Zhang Weiwu <zhangweiwu@realss.com> wrote:
[color=blue]
> Hello. I am working with a php software project, in it
> (
www.egroupware.org) Chinese simplified locate is "zh" while
> Traditional Chinese "tw".[/color]
I presume you refer to locale names here. Locales are a world of their
own, and many people think that they are a wrong approach to the
problems of cultural diversity. HTML itself has nothing to do with
locales, even though some locale names may coincide with values of the
lang="..." attribute.
[color=blue]
> I wish to send correct language attribute in http header,[/color]
That's not of much use, but if you do so, the correct values are
ISO 639 language codes optionally followed by a subcode. Actually the
details are a bit muddy, since the HTTP protocol definition refers to
RFC 1766, which has now been obsoleted by RFC 3066 and RFC 3282.
But apparently the latter is to be taken as overriding HTTP/1.1
specification if there is a conflict, since it explicitly defines the
Content-Language header.
[color=blue]
> I found "zh" is not standard.[/color]
It definitely is the standard ISO 639 code for the Chinese language and
the one that shall be used both in lang="..." attributes in HTML and in
Content-Language headers in HTTP. Whether it is followed by a subcode
is a different issue, and so is the fairly complex question what really
constitutes "the Chinese language" here, but apparently it is to be
understood in a very broad sense (not limited to putonghua).
[color=blue]
> I found this line in apache2's default
> httpd.conf
>
> # Simplified Chinese (zh-CN)
> AddLanguage zh-CN .zh-cn
>
> So it seems zh-CN is the correct language attribute to send.[/color]
The Apache default configuration has no authoritative role. It is
something that should comply with specifications, _be_ correct by the
specs, not try to define what is correct.
But zh-CN is _a_ correct value for the Content-Language header.
It specifies the particular variant of Chinese spoken in China (country
code CN), though this probably raises more questions that it can
answer. This is very confusing, since what people probably _mean_ when
use that code is "traditional Chinese" _writing system_, and for such
purposes, there are also some IANA registered subcodes, see
http://www.iana.org/assignments/language-tags
which lists, among others, "zh-Hans" defined as 'Chinese, in simplified
script'. But the fact that it is registered properly according the
procedures set up in the relevant RFCs doesn't mean that it would used
and useable in practice.
Whether Content-Language should specify "zh-CN" is debatable. According
to the HTTP protocol, "The Content-Language entity-header field
describes the natural language(s) of the intended audience for the
enclosed entity" (i.e., of the document sent). Note that it is not
defined as the language of the document. The distinction is subtle, but
it becomes important when subcodes are included.
Content-Language: zh-CN
says, by the protocol, that the document is intended for people who
understand Chinese in the form used in China. It is beyond my
competence to decide whether this would be adequate, but I think I do
know that it would be incorrect to send, for example,
Content-Language: en-GB
except perhaps in very special cases. Surely people who speak, for
example, the "standard" US version of English would reasonably
understand British English as well.
So normally the Content-Language header, if used, should only specify
the major language code, such as zh or en.
[color=blue]
> But
> mozilla seems to refuse it:
>
> body:lang(zh-CN) { font-size: 14pt}[/color]
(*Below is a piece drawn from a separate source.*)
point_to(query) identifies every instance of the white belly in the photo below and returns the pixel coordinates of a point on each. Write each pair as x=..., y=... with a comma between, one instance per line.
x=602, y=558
That construct is a CSS rule, not HTML or HTTP at all, though it may
relate to both:
"If the document language specifies how the human language of an
element is determined, it is possible to write selectors in CSS that
match an element based on its language. For example, in HTML [HTML40],
the language is determined by a combination of the "lang" attribute,
the META element, and possibly by information from the protocol (such
as HTTP headers). XML uses an attribute called xml:lang, and there may
be other document language-specific methods for determining the
language."
http://www.w3.org/TR/REC-CSS2/selector.html#lang
This is rather vague - it does not really define whether a browser
_shall_, _should_, or _may_ use HTTP headers to define what elements
the :lang(...) selector matches, but clearly it is meant that the
language specified in lang="..." attributes in HTML takes precedence.
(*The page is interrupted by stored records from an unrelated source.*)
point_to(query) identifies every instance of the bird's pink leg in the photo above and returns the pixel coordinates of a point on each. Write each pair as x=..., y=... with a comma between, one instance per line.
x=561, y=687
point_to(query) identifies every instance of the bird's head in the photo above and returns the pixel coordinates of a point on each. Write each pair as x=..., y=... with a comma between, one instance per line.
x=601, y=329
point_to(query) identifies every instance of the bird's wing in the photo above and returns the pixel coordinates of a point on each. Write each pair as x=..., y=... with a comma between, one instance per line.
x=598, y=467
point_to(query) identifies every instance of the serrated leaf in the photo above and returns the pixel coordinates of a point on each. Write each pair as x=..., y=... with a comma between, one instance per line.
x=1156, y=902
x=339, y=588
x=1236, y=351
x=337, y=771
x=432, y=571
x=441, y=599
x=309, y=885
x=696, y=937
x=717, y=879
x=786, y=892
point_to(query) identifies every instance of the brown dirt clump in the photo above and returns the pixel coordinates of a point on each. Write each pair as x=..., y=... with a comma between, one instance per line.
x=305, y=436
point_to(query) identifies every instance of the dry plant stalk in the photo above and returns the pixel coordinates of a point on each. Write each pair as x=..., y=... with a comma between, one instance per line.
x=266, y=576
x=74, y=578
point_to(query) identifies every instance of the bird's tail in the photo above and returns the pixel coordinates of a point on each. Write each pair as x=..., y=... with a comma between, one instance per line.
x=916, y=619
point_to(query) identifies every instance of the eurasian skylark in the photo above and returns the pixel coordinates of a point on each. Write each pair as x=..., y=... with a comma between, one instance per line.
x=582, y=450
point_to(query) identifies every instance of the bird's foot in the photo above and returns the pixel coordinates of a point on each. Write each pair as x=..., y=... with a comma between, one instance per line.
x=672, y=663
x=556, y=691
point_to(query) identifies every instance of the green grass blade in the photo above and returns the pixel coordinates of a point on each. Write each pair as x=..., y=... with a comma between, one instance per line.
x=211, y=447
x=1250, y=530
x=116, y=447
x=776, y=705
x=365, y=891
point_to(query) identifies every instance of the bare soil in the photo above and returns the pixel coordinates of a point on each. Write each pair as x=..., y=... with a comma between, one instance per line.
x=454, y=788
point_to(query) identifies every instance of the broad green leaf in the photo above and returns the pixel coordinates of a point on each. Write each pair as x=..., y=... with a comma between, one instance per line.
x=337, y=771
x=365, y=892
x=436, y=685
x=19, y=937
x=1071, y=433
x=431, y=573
(Besides, the rule tries to enforce a fixed font size for the body of a
document, which is almost always a poor idea on the Web. But this is a
different can of worms.)
[color=blue]
> This line always make the body font 14pt even if lang in http
> header is set to "en".[/color]
That sounds like a Mozilla bug. It's really off-topic in this group,
since it's about a browser's CSS implementation.
[color=blue]
> But
>
> body:lang(cn) { font-size: 14pt}
>
> is recognized by mozilla. This line only make the body font 14pt
> when the header is lang=cn.[/color]
Header lang=cn? Is this about HTTP headers, or about the lang="..."
attribute in HTML? In either case though, the code "cn" is definitely
incorrect. There is no language code "cn" assigned in ISO 639, and it
must not be used by private agreement either, since all two-letter
language codes are reserved for allocation by the ISO.
But a browser is not expected to know such things in practice. It
treats the language code just as a string, though it may recognize some
codes and do something sensible based on its knowing what the language
of the text is (although this is mostly just wishful thinking).
[color=blue]
> I happen to know a few
> others, say "zh_CN" "zh_EUC" and "zh-EUC".[/color]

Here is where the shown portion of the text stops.